Friday, March 17, 2006

Toward a Cross-Centered Life: Part 2

In the midst of that desert, an unexpected blessing: plans came together for a trip to Denver. Since she could not come to my wedding, my mentor Diane invited me to come out for a visit, where I'd not only get to see her, but several other wonderful friends and co-workers at Kingdom Building Ministries. She also planned a spiritual retreat for the two of us up at YMCA of the Rockies in Estes Park. I wasn't doing much praying by that time, but I prayed for a breakthrough. I prayed that God would meet me there, somehow.

I spent a good deal of the weekend in tears. I had been excited about the retreat, but hadn't stopped to realize that getting away for a whole weekend and seeking God would mean coming face to face with where I was instead of pushing down the struggles and trying to be numb. It would be painful. And it was. I didn't understand why, if I desperately wanted to "get it" and walk closely with God once again, why He wouldn't help me to understand what was going on and get through it.

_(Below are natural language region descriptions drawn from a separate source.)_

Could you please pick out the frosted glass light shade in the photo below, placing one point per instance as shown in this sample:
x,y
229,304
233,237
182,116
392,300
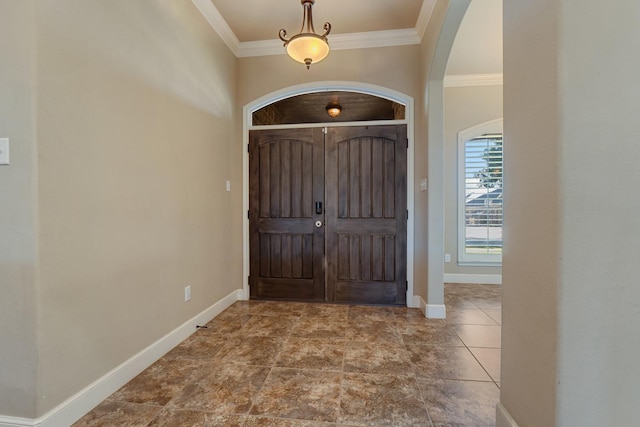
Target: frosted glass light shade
x,y
308,48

The first part of the breakthrough came in remembering God's past faithfulness, which I've already blogged about extensively. It has since become a sort of life theme for me. I had to recount and acknowledge what I knew to be true of God's character--in Scripture as He kept His promises and refused to forsake the Israelites, and in my own life as I had experienced His care and guidance countless times already--in order to believe that He had not abandoned me this time.

Yet I still felt like I was dealing with two huge and almost opposite issues. One was grace. I had a constant feeling that God must be disappointed with me. I heard people say things like, "Nothing you do will make God love you any more, and nothing you do will make God love you any less," and I said, "yeah, but..." Where does it say that in Scripture? Surely He must be disgusted with me a lot of the time.

I had a hard time accepting that grace, that love. And I didn't know why, because certainly my parents had wonderfully modeled unconditional love and support my whole life. I never felt I had to earn their love. Yet the struggle was there all the same. Diane made it her mission that weekend to show me unconditional love and grace, but still I struggled with the notion that God's view of me must be tied to my performance.

The other issue I was dealing with was pride. I had always known I struggled with pride, and would have admitted it rather flippantly. But it was that weekend that God opened my eyes to the magnitude of pride as a sin, and how offensive it is to Him--far worse than external things that I would point to as "dramatic" or "horrible" sins. God broke me, and showed me how ugly the pride in my heart really was. I begged Him to teach me to walk in humility.

By the time I left Denver, I felt as though--cliched as it sounds--a huge weight had been lifted from my shoulders. Life wasn't suddenly perfect, but I felt as though God had met me and I was on my way back.

But I still had hardly begun to grasp the idea of grace, and I was far from seeing how my "two separate struggles" were really one and the same.